简体   繁体   English

具有重复和缺失点的空间数据

[英]Spatial data with duplicates and missing points

I am analysing data from an egg survey. 我正在分析鸡蛋调查中的数据。 Data is available from different points in the North Sea, some stations are recorded double at different dates. 可以从北海的不同地点获得数据,某些站点在不同的日期被记录为两次。 The sea should be covered by 0.5 x 0.5 degree squares. 海面应覆盖0.5 x 0.5度的正方形。 I have two questions for which I couldn't find any solution yet: 我有两个问题,但我找不到任何解决方案:

  1. How do I replace the points with duplicated locations and different dates with a mean value? 如何用重复的位置替换点,并用平均值替换不同的日期? I know how to remove duplicates or how to replace them by max or min but couldn't find a way how to calculate a mean. 我知道如何删除重复项或如何用max或min代替它们,但是找不到找到平均值的方法。
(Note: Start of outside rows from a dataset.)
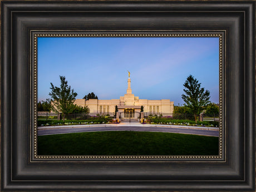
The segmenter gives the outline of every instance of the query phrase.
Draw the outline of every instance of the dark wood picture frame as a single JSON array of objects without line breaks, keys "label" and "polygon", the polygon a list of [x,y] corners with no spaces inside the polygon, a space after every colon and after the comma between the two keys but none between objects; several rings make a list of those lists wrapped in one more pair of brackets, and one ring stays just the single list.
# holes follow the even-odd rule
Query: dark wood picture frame
[{"label": "dark wood picture frame", "polygon": [[[2,191],[254,191],[255,2],[1,1]],[[221,31],[220,159],[38,159],[31,34]]]}]

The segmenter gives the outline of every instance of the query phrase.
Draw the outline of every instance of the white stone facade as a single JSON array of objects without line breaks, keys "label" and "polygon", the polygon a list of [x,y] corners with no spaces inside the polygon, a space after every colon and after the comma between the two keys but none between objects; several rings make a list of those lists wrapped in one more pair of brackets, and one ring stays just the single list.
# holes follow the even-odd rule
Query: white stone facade
[{"label": "white stone facade", "polygon": [[116,105],[117,105],[121,117],[125,118],[127,116],[127,113],[129,113],[127,112],[131,112],[131,117],[136,118],[140,112],[141,106],[143,106],[144,112],[146,113],[173,113],[174,102],[170,101],[170,99],[139,99],[139,97],[135,97],[132,93],[130,77],[128,78],[127,83],[126,94],[124,96],[120,97],[119,99],[90,99],[87,101],[85,101],[85,99],[76,99],[74,104],[82,107],[87,106],[90,109],[90,113],[114,113]]}]

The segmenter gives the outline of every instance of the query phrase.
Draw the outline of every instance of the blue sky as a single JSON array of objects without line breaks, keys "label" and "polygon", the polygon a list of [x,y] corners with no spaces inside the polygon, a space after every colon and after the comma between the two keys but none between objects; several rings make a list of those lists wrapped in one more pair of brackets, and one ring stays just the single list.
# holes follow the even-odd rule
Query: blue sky
[{"label": "blue sky", "polygon": [[219,103],[219,38],[38,38],[38,99],[50,98],[50,83],[60,75],[77,93],[99,99],[119,99],[131,72],[132,93],[144,99],[170,99],[182,104],[183,84],[190,74]]}]

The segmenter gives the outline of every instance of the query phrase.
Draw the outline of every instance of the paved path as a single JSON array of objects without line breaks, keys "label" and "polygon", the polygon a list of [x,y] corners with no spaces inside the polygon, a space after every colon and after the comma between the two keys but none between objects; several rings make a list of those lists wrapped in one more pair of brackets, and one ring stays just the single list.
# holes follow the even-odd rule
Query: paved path
[{"label": "paved path", "polygon": [[120,123],[119,124],[95,124],[72,126],[40,127],[38,135],[51,135],[70,133],[105,132],[105,131],[137,131],[178,133],[206,136],[219,137],[219,130],[216,128],[179,126],[169,125],[141,124],[137,123]]}]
  2. How do I calculate interpolated values for the missing points, based on neighbouring cells. 如何根据相邻像元计算缺失点的插值。 Interpolated values should be calculated as long and only if at least two recorded points are neighbouring. 仅当至少两个记录点相邻时,才应计算插值的长度。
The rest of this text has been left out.